A insospettire ulteriormente la polizia, l’acquisto recente di un’auto di pregio da circa 50mila euro e le spese sostenute per la seconda abitazione, incompatibili con il suo reddito. È scattata così la perquisizione mirata, che ha interessato entrambe le case e le automobili dell’uomo.

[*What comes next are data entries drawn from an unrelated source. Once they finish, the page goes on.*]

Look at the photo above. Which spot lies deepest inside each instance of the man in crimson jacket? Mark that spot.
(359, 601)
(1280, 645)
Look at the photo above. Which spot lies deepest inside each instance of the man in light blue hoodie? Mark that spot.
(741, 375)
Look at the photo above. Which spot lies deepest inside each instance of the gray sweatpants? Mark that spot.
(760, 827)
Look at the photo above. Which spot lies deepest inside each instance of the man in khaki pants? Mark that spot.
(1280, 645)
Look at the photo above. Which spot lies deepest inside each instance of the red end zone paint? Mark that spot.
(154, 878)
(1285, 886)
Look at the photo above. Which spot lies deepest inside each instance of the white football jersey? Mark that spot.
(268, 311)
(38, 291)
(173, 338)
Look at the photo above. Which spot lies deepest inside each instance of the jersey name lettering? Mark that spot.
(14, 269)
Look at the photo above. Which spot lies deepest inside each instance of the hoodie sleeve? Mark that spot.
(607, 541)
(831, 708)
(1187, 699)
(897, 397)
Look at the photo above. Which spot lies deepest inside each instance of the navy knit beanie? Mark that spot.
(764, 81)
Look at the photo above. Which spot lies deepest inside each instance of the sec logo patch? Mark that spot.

Nell’appartamento fuori città, usato esclusivamente come deposito, gli agenti hanno rinvenuto circa 10 chili di cocaina e 30 chili di hashish, nascosti in borsoni e zaini. Sono stati trovati anche sei bilancini di precisione, materiale per il confezionamento e 64mila euro in contanti. L’immobile era privo di arredi, segno evidente che la sua unica funzione era quella di nascondere lo stupefacente.
La droga sequestrata avrebbe potuto fruttare oltre un milione e mezzo di euro se venduta al dettaglio. L’uomo è stato arrestato e condotto nel carcere di Padova, dove attende la convalida del fermo.
Si tratta del secondo importante sequestro da parte della Squadra Mobile padovana negli ultimi mesi. A inizio aprile era stato smantellato un altro traffico, con oltre 100 chili di droga recuperati tra cocaina, hashish e marijuana. Le indagini proseguono per ricostruire i legami dell’arrestato con il mercato locale e internazionale dello spaccio.